The whole-word regex avoids false positives on column names like
UpdatedAt; the \b boundary keeps the check on actual SQL
keywords.
Step 6: Execute queries in a read-only transaction
Create db.py. The executor opens a READ ONLY transaction, sets
a 5-second statement timeout, runs the query, and returns rows
plus column names:
import psycopg
def run_query(dsn: str, sql: str, row_limit: int = 50) -> dict:
"""Execute SQL inside a READ ONLY transaction with a 5s timeout."""
with psycopg.connect(dsn) as conn:
conn.read_only = True
with conn.cursor() as cur:
cur.execute("SET LOCAL statement_timeout = '5s'")
cur.execute(sql)
rows = cur.fetchmany(row_limit)
columns = [d.name for d in cur.description]
return {
"columns": columns,
"rows": [list(r) for r in rows],
"row_count": len(rows),
"truncated": len(rows) == row_limit,
}
conn.read_only = True maps to SET TRANSACTION READ ONLY on the
PostgreSQL side, which blocks every write
statement 4 . The SET LOCAL statement_timeout
caps execution at 5 seconds per the PostgreSQL 17 client-
configuration reference 5 . Both are belt-and-
braces: even if the static check missed a forbidden statement,
the database refuses to write or to run long.

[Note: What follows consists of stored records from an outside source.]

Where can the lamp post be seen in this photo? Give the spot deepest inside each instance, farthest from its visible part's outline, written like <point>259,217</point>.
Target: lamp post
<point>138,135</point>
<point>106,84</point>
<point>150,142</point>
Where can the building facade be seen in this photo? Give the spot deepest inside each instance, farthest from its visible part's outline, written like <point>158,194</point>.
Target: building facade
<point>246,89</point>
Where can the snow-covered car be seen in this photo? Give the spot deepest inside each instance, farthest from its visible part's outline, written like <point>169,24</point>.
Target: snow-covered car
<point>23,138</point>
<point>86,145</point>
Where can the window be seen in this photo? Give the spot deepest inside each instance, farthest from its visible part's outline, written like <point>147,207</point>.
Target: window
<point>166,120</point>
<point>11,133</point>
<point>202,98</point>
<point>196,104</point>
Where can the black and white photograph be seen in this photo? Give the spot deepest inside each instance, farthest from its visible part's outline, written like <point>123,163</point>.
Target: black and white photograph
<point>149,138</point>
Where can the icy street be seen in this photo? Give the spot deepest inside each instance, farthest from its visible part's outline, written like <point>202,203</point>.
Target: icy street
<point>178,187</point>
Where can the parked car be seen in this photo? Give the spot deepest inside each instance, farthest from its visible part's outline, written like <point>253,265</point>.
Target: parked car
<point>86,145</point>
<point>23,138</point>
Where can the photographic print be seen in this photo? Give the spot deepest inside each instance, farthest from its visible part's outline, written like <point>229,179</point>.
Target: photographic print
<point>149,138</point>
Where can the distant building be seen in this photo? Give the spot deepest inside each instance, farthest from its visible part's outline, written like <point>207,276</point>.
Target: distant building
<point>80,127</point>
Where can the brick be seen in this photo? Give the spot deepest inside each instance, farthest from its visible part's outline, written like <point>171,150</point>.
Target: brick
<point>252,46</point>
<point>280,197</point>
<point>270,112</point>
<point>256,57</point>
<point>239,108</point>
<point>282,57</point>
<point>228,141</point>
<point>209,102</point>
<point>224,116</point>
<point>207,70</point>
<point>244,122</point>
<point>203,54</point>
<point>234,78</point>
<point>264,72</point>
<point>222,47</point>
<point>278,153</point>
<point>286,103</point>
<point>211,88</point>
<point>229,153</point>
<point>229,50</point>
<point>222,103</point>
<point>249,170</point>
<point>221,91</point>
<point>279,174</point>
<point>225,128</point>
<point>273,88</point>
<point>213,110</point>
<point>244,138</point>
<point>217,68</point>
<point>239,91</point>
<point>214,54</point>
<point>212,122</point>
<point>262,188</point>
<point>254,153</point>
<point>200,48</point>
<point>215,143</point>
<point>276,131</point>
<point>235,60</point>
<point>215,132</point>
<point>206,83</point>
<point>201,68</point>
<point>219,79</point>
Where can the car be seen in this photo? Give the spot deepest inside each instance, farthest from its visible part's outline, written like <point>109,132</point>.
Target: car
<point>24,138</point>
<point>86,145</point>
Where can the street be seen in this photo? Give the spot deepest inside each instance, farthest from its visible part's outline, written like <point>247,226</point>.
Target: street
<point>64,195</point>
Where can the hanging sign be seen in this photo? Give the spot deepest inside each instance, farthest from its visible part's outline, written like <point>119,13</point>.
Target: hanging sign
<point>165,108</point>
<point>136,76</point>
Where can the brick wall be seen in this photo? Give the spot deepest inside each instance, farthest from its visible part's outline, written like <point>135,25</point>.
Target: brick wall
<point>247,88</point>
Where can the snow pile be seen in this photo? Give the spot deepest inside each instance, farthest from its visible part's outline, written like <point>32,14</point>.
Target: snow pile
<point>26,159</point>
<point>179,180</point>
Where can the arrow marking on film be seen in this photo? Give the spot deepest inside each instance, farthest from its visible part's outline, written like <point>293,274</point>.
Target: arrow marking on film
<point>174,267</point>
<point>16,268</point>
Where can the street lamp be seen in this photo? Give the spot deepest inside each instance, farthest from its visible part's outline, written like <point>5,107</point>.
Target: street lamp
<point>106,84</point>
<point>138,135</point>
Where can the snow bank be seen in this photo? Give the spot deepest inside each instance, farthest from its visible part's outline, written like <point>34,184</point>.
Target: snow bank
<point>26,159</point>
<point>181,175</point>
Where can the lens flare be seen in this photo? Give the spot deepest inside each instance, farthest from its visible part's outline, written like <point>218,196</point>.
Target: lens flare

Image: PostgreSQL project mark on postgresql.org, used for editorial coverage of the PostgreSQL 17 reference cited above.
Step 7: Render rows as a Markdown table
The chatbot prints results inline. A small helper turns the dict
returned by run_query into a Markdown table:
def to_markdown_table(result: dict) -> str:
columns = result["columns"]
rows = result["rows"]
if not rows:
return "_(no rows)_"
header = "| " + " | ".join(columns) + " |"
sep = "| " + " | ".join("---" for _ in columns) + " |"
body = "\n".join(
"| " + " | ".join(str(c) if c is not None else "" for c in row) + " |"
for row in rows
)
footer = ""
if result["truncated"]:
footer = f"\n\n_(truncated to {result['row_count']} rows)_"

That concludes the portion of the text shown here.